Posted by CmdrTaco on from the i'll-exploit-you dept.

abadnog writes "The attackers behind the recent Stuxnet worm attack used four different zero-day security vulnerabilities to burrow into — and spread around — Microsoft's Windows operating system, according to a startling disclosure from Microsoft. Two of the four vulnerabilities are still unpatched. Microsoft said the attackers initially targeted the old MS08-067 vulnerability (used in the Conficker attack), a new LNK (Windows Shortcut) flaw to launch exploit code on vulnerable Windows systems and a zero-day bug in the Print Spooler Service that makes it possible for malicious code to be passed to, and then executed on, a remote machine. The malware also exploited two different elevation of privilege holes to gain complete control over the affected system."

6 of 67 comments (clear)

  1. Zero Day? by Anonymous Coward · · Score: 1, Interesting

    How can a vulnerability that Microsoft had patched a very long time ago (MS08-067) be called a zero-day? They actually had this patched through Windows Update before Conficker became the big epidemic it did. Systems with automatic update turned off were the cause for most of the Conficker problems.

    1. Re:Zero Day? by dch24 · · Score: 2, Interesting

      The exploits used unpatched bugs.

      That said, if this is the work of well-funded terrorists, they are probably well funded enough to have access to the Windows source code. Yes, yes, Microsoft doesn't disclose the entire code base for their OS. The parts that were exploited (like the print spooler) are probably considered "not high enough risk" and so are disclosed to governments far and near.

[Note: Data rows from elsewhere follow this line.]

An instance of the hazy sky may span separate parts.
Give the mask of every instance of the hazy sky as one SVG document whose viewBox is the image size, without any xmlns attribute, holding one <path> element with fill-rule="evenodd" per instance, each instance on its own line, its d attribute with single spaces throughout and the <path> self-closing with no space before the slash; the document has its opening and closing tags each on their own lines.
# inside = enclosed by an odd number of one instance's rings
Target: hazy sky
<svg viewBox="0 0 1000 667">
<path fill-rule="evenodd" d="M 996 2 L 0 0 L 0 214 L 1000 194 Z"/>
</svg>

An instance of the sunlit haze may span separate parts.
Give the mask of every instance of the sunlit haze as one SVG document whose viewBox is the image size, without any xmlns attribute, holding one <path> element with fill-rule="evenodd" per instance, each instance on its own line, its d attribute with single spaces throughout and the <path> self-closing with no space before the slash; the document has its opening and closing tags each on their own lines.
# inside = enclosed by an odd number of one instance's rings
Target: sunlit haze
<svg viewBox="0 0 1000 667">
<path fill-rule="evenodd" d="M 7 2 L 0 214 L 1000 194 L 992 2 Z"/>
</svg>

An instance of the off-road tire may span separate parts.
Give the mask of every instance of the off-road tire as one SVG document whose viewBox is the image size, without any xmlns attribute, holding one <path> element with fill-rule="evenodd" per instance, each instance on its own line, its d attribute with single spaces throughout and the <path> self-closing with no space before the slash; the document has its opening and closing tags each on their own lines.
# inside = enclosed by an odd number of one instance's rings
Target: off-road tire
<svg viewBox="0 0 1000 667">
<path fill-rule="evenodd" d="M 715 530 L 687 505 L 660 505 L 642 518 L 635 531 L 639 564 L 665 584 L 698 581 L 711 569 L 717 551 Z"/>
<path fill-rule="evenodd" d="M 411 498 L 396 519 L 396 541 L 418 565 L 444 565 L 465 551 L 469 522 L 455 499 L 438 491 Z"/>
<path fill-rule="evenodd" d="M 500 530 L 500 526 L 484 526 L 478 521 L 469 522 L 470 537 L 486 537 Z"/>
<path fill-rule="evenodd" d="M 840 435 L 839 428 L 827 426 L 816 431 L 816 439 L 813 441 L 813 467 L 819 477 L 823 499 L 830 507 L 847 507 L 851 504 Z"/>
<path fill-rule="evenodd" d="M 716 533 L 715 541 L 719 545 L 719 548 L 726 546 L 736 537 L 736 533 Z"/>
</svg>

      In fact, the only guys playing catch-up seem to be the anti-virus writers.

    2. Re:Zero Day? by dch24 · · Score: 2, Interesting

      Actually I was responding to his specific question: "How can a vulnerability that Microsoft had patched a very long time ago (MS08-067) be called a zero-day?"

      In response to your question, no, I don't define "zero-day" to mean "unpatched bug". I define it to mean "exploit found using unpatched bug in the wild on the day it is first reported to a security researcher (preferred), or else vendor (not ideal, as they have less incentive to disclose all important details)"

  2. Interesting note spied in the article by Anonymous Coward · · Score: 2, Interesting

    "...noting that the worm also used signed digital certificates stolen from RealTek and JMicron..."
    I wonder how they obtained driver level certificates. I can imagine how, but I'd be curious to know the actual method.

    I also chuckled at the fact that part of the exploit involved something that was patched a month ago. More unpatched PCs get attacked. I'm shocked. SHOCKED!

  3. Re:All these vulnerabilities.. by omglolbah · · Score: 2, Interesting

    I work with a constrol system made by one of the largest competetors to Siemens... The root level passwords are almost always left as the default...
    Same with the software access passwords :(

    All of the systems I work with are physically disconnected from the outside world though, so it is less of an issue.

  4. Re:Gee What a Coincidence by gad_zuki! · · Score: 2, Interesting

    Lots of organizations and most governments have the source to windows, its not like its this closely guarded secret. Considering Stuxnet was found infecting Iranian systems more than anything else, its probably made in the good ol' USA. This thing has NSA written all over it. Its really well-done, I guess my tax dollars are at work.